Rusal does not approve of possible Norilsk Nickel 2% buyback
MOSCOW. June 29 (Interfax) - Rusal does not approve of a potential deal that would see a 2% Norilsk Nickel buyback, considering this to be an irrational use of funds.
"Our position on buybacks has not changed. A buyback is not the fairest way to distribute profit," Rusal Deputy Chairman Maxim Sokov told the press on the sidelines of the Norilsk Nickel AGM.
Under the current circumstances it is not sensible to spend $600 million on a buyback, he said.
If there is negative macroeconomic news, such as Greece exiting the EU, a buyback of 2% will not provide serious support to company share quotes, Sokov said.
The value of the shares that Norilsk Nickel acquired in the 2011 buyback is around $5 billion but Norilsk Nickel spent $9 billion on them, Sokov said.
If the company had not spent that money buying its own shares "maybe there would be no need for a reduction in the investment program now," he said.
Rusal abstained in the issue of a possible buyback in the Norilsk Nickel board Thursday, he added.
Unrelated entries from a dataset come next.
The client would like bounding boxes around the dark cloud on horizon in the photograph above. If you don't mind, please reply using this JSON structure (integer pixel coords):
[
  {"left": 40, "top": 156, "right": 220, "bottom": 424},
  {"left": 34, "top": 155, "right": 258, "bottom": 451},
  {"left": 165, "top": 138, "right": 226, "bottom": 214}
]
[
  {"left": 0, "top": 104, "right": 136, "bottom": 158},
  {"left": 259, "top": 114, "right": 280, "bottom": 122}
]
Andrei Bugrov, the chairman of the Norilsk Nickel board and a representative for Interros, said the board's decision does not have a term within which Norilsk Nickel management must submit their proposals on increasing capitalization (envisaging the possibility of a 2% buyback).
Another part of the capitalization boost issue is the redemption of 10% of Norilsk Nickel shares. The redemption process could take 6-8 months, Norilsk Nickel General Director Vladimir Strzhalkovsky said.